Last question about try...catch: when is bamError(err) from the previous gist executed and why? Remember, it is in the outer try...catch block.

The answer? When asyncFunc(...asyncFuncParams) returns a rejected Promise whose corresponding error code is not retryError. This causes execution of throw (err), which in turn causes the async function bamBam to return a rejected Promise, thereby passing control to the catch portion of the outer try...catch. Note that the error is thrown even within bamBam’s catch block. If an error was not thrown, and instead some value were to be returned, bamBam would simply return a Promise resolved to that value. Think about this for a moment: this would mean bamBam is returning a resolved Promise, even though asyncFunc(...asyncFuncParams) returned a rejected Promise! This is the subtle trap with nested try...catch blocks: it is very easy to accidentally swallow errors, thereby preventing execution of an outer catch block, especially if one’s codebase is large and contains significant amounts of asynchronous code.

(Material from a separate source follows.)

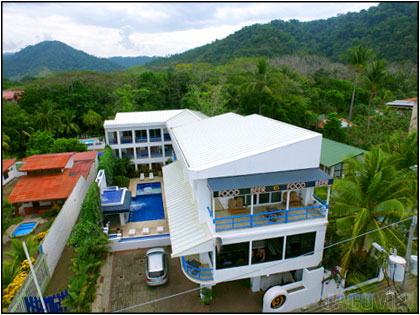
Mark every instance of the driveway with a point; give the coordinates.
(128, 287)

As you can see, it is vital to pay very close attention to when and how a rejected Promise should be handled; it is not universally desirable to swallow errors as close to the rejection as possible. Deliberate and careful coding is necessary to prevent doing this unintentionally. Sometimes you may want to catch in a certain place only under specific conditions. (If you’re wondering, there actually are such things as conditional catch clauses but these are considered non-standard and are not recommended.)

All in all, try...catch provides tremendously useful functionality, but it definitely requires caution and conscientiousness on the part of the developer.

Conclusion

Phew! Hopefully by now you can appreciate some of the intricacies of working with asynchronous code. This is definitely an area that is rife with tiny pitfalls where it is very easy to make mistakes that are both potentially frustrating and difficult to spot. However, it can be tremendously rewarding to finally grasp these concepts, and it is well worth the effort to learn. Happy coding!